O objetivo é que as experiências socializadas no livro despertem o interesse por uma educação mais prazerosa que coloque os pequenos como centro do processo, valorizando seus talentos, suas imaginações e suas inteligências criativas ao compreender o mundo. “Um passo em direção a uma melhor qualidade do processo educacional infantil, no qual a arte seria um dos pilares centrais”, complementa a professora.

“Em nossas (an)danças por muitos contextos, presenciamos ações que priorizam essa linguagem como lazer, brinquedos cantados, processos de musicalização, catarse para liberar as emoções, gastar energia, desenvolvimento da autoestima, atividade física e em datas comemorativas”, conta a autora. No entanto, diz ela, a dança como arte, com seus elementos próprios, metodologias e processos de criação, ainda está pouco presente nos universos educacionais formais em relação à demanda brasileira com a infância.

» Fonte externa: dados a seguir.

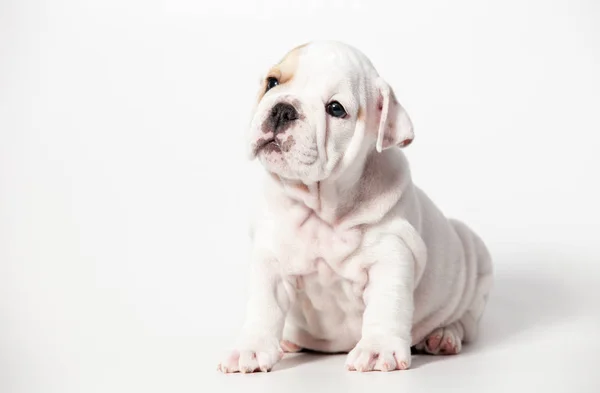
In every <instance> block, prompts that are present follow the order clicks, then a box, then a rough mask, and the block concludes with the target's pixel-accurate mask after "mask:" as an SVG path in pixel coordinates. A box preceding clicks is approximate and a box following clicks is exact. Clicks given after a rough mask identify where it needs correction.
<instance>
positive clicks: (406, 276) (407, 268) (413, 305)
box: [346, 236, 414, 371]
mask: <svg viewBox="0 0 600 393" xmlns="http://www.w3.org/2000/svg"><path fill="white" fill-rule="evenodd" d="M373 256H374V258H375V260H376V262H375V263H374V264H373V265H372V266H371V268H370V269H369V272H368V274H369V281H368V284H367V287H366V288H365V292H364V294H363V299H364V301H365V306H366V308H365V311H364V314H363V326H362V338H361V339H360V341H359V342H358V344H357V345H356V347H355V348H354V349H353V350H352V351H351V352H350V353H349V354H348V358H347V360H346V367H347V368H348V369H349V370H357V371H372V370H380V371H391V370H405V369H407V368H408V367H410V360H411V355H410V345H411V328H412V318H413V309H414V304H413V280H414V279H413V271H414V259H413V255H412V252H411V251H410V250H409V249H408V248H407V247H406V245H405V244H404V243H403V242H402V241H401V240H400V239H399V238H397V237H395V236H394V237H391V236H390V237H386V238H385V239H383V240H382V242H381V243H379V244H378V245H376V246H375V249H374V250H373Z"/></svg>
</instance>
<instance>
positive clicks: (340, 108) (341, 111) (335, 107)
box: [325, 101, 346, 118]
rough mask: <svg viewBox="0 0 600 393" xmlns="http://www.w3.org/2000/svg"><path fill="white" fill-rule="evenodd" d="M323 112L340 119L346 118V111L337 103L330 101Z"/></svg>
mask: <svg viewBox="0 0 600 393" xmlns="http://www.w3.org/2000/svg"><path fill="white" fill-rule="evenodd" d="M325 110H326V111H327V113H329V114H330V115H331V116H333V117H339V118H342V117H345V116H346V110H345V109H344V107H343V106H342V104H340V103H339V102H337V101H331V102H330V103H329V104H327V106H326V107H325Z"/></svg>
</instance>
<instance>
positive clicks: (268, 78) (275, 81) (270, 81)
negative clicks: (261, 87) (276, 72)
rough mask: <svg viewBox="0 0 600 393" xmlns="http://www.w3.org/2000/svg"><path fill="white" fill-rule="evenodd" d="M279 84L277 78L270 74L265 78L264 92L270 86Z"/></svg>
mask: <svg viewBox="0 0 600 393" xmlns="http://www.w3.org/2000/svg"><path fill="white" fill-rule="evenodd" d="M278 84H279V81H278V80H277V78H275V77H273V76H270V77H268V78H267V89H266V90H265V93H266V92H267V91H269V90H271V89H272V88H274V87H275V86H277V85H278Z"/></svg>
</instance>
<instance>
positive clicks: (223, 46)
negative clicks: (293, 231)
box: [0, 0, 600, 393]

A obra nasceu de um dinamismo complexo entre dança, criança, lúdico e educação proveniente de vivências profissionais, especialmente das ações em projetos de extensão e de pesquisa com crianças entre 2 e 10 anos de idade. “Trata-se de um desejo de compartilhar essas experiências, que são propostas em dança ora com seus elementos gerais, ora com o cerne nas danças de rua (breaking e krump), balé, danças brasileiras (coco, cacuriá, capoeira) e creative dance; inundadas de dicas de músicas, vídeos e leituras extras”, conta a autora. Segundo ela, são atividades que privilegiam a expansão da criatividade, da sensibilidade, da pesquisa do movimento, do conhecimento de si, do outro e do meio, além da integração das linguagens e do brincar.

Ao longo do livro, as propostas foram organizadas em cinco nós que compõem a rede dançante: “Corpo: sensações e percepções”; “Movimento e ações corporais”; “Espaço”; “Ritmo e musicalidade”; e “Artes integradas”. Trata-se de uma rede feita a muitas mãos, com laços que anunciam uma organização didática e o foco de cada atividade, sem, contudo, projetar uma hierarquia, ordenação ou fragmentação entre elas ou entre os conceitos e elementos da dança.

Na avaliação da autora, o mundo do conhecimento não está dividido em assuntos escolares. “Desse modo, desejamos investir em uma reconfiguração da educação que categoriza tudo, apostando na arte com sua potência de integrar, romper fronteiras e convidar à experimentação”, diz ela. Para a professora, arte é totalidade. “E não é de totalidade que estamos em falta na educação?”, questiona.